Pilot Review: Mulaney

Mulaney (Sundays at 9:30 on Fox)

Remember Seinfeld? Of course you do, it was one of the most popular and most celebrated sitcoms of all time. Fox is hoping that you not only remember it, but that you miss it enough to want to watch another up-and-coming comedian blatantly rip that show off in his own bid for sitcom stardom. Prove to Fox that you're smarter and more discerning than that by skipping this mess.

Just about everything in Mulaney is stolen from Seinfeld. Even going back to the show's journey to the air, the parallels are creepily similar. Seinfeld was passed over by Fox and picked up by NBC; Mulaney was passed over by NBC and picked up by Fox (apparently they didn't want to let this go just in case lightning struck twice). The pilot is directed by Andy Ackerman, who helmed almost every episode of Seinfeld's final four seasons. In terms of the actual show, you have John (playing a possibly fictionalized version of himself, much like Jerry) performing to comedy club crowds as bookends to the episode, and his three friends, one of them a female whose name rhymes with Elaine and another who is always dropping in unannounced. There's a general lack of plot, quite a few eccentric personalities, and a lot of yelling for no reason. Mulaney is a 1990s show on a 2014 schedule, and it sticks out like a sore thumb. The whole concept of a "show about nothing," a moniker often attached Seinfeld that could also apply to a host of bygone comedies about friends who hang out and talk and find themselves in weird situations that they then hang out and talk about, feels very dated now. It's some strange combination of the over-the-top characters and the laugh track that just makes Mulaney awkward.

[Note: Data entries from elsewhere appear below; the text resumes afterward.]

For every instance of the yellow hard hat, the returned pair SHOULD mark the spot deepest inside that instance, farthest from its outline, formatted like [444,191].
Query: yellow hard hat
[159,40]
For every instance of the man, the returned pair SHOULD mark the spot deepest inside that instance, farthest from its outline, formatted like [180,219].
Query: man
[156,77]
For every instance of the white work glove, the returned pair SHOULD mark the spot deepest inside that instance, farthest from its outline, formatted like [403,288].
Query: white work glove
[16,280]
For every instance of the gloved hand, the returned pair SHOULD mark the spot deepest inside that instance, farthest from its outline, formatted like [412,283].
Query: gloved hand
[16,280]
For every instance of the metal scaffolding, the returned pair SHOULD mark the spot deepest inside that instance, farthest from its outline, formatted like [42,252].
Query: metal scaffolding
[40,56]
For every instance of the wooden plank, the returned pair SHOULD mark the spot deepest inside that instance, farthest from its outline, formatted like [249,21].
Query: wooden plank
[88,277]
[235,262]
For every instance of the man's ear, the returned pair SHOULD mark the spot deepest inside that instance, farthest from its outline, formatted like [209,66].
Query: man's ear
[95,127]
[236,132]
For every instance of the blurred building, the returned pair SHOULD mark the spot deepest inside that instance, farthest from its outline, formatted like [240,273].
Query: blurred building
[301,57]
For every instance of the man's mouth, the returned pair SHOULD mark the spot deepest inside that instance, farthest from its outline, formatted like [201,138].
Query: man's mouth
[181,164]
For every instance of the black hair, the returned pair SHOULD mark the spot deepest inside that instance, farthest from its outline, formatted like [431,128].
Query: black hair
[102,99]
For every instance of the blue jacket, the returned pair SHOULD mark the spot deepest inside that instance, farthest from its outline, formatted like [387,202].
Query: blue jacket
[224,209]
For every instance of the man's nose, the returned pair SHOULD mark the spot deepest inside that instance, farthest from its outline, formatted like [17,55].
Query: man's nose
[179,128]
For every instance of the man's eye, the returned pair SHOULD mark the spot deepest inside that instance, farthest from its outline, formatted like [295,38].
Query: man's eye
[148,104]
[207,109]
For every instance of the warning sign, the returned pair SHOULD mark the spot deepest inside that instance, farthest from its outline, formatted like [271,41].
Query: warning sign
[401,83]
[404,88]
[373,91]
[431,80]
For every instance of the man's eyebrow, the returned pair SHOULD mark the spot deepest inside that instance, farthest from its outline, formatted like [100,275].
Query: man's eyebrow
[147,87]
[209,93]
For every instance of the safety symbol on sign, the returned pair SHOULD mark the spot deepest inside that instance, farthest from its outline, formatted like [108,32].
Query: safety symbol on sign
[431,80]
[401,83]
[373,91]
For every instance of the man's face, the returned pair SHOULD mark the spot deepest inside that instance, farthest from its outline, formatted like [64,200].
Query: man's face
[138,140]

The show is at its best, which still isn't all that good, when Mulaney is with his friends: Jane (SNL's Nasim Pedrad, easily the best part of the show), Motif (Seaton Smith), and Andre (Zack Pearlman). Then the show taps into that throwback charm and comfort we get from watching reruns of our favorite old shows. It's comfortable when the friends are all together, partly because Smith and Pedrad are both better actors than Mulaney, so they balance out the weirdness he radiates when he's acting as opposed to doing stand-up (though what is up with Pearlman's beard being a totally different color from his hair?). But then the show shifts to scenes with Martin Short as Mulaney's new boss (oh yes, that's one difference between Mulaney and Seinfeld: John has a job other than as a comedian, writing for a game show host), and everything kind of implodes. Short is typically dependable and almost always funny, but he's so out of place doing his usual caricature shtick next to Mulaney's awkward humor and grating monotone that it's hard to watch. Same goes for Oscar nominee Elliott Gould, who plays John's gay formerly radical neighbor. It's a strained, to put it lightly, performance that's so excessively weird that it borders on uncomfortable.

Mulaney is, overall, a timid little show. It's not sure what it wants to be, other than a Seinfeld rip-off (and a self-aware one at that). John Mulaney is an okay stand-up comedian and an okay comedic writer, but he's unmemorable on screen. He has no presence or confidence, and the same could be said of the show itself.